この2つの「毛」を混同する子どもが多いので、講師としては何度も確認します。授業で教えて、問題演習でも出てきて、そして授業が終わって子どもたちが家へ帰る直前、最後に確認。
「最後に!ゾウリムシの毛はどっち?」
といった具合です。
「せん毛」「べん毛」え~っと、どっちだったっけ……
そんな授業があって数週間後。
同じクラスで復習の授業をしていた時のことです。
「ゾウリムシの体のまわりに生えてる毛、前にやったよね? なんて名前だったっけ?」
みたいな展開になったのです。
「え~っと、どっちだったっけ……」
とクラスの活発な男子が騒ぎ出し、気の早い男子が「先生、それってあのときの授業の最後に先生が言ったほうだよね?」と早くもフライング。
こういう「盛り上がり」は一斉授業には必要です。
さて、大ヒントも出たところでいよいよ答え発表!ということで、ふだん控えめな女子、Tさんに答えてもらうことに。
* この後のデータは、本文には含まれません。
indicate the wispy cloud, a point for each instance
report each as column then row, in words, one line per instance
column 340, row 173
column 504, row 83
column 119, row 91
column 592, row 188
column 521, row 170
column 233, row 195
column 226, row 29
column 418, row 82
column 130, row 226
Tさんは、いつもあてられるときと同じように、ちょっとためらってから答えました。
そのTさんの答えは……
「せんげ……」
先生!「べんげ」のほう?
一瞬クラスが静まり返り、どよめきがおこります。
Tさんはとても「お嬢様」的な女子なので、いつもは囃し立て役の男子たちも戸惑っています。
そこで間髪入れずに発言したのが、クラスの女子のリーダー的な存在、Mさん。
「え?先生、『せんげ』じゃないの? 『べんげ』のほう?」
ここでようやく男子たちは大爆笑。
「お前、なんでそんな変な読み方なんだよ」
「『べんげ』とかないだろ」
とヤンヤヤンヤです。
ああ、やっぱり漢字で覚えるように言ってあげればよかった……
機転のきくMさんは引き下がりません。
「え~、先生、『べんげ』だよね? 私もそう覚えてたもん!先生あのとき『べんげ』って言ったよね?」
ああ、やっぱり漢字で覚えるように言ってあげればよかった……と若いホメ夫は後悔しながらも、Mさんに感謝しつつ乗っかります。
「あ~、言った言った。でも正解は『せんげ』の方だよ。」
どっとみんなが笑い、男子たちはブーイングです。
「先生、なんで女子にはそんなに甘いんだよ!」
みんなわかっていて、Tさんを必要以上に傷つけないように、それぞれの役割を演じる。いいクラスには、そんな一体感と仲間意識があります。クラスを運営する講師としては、こんな優しさをもったクラスの子どもたちに感謝です。
みなさん、念のため、正しい答えは
「せん毛(せんもう)」
ですよ。
「せん」は繊維の「繊」ですから、やっぱり漢字で覚えたほうが間違いないですね。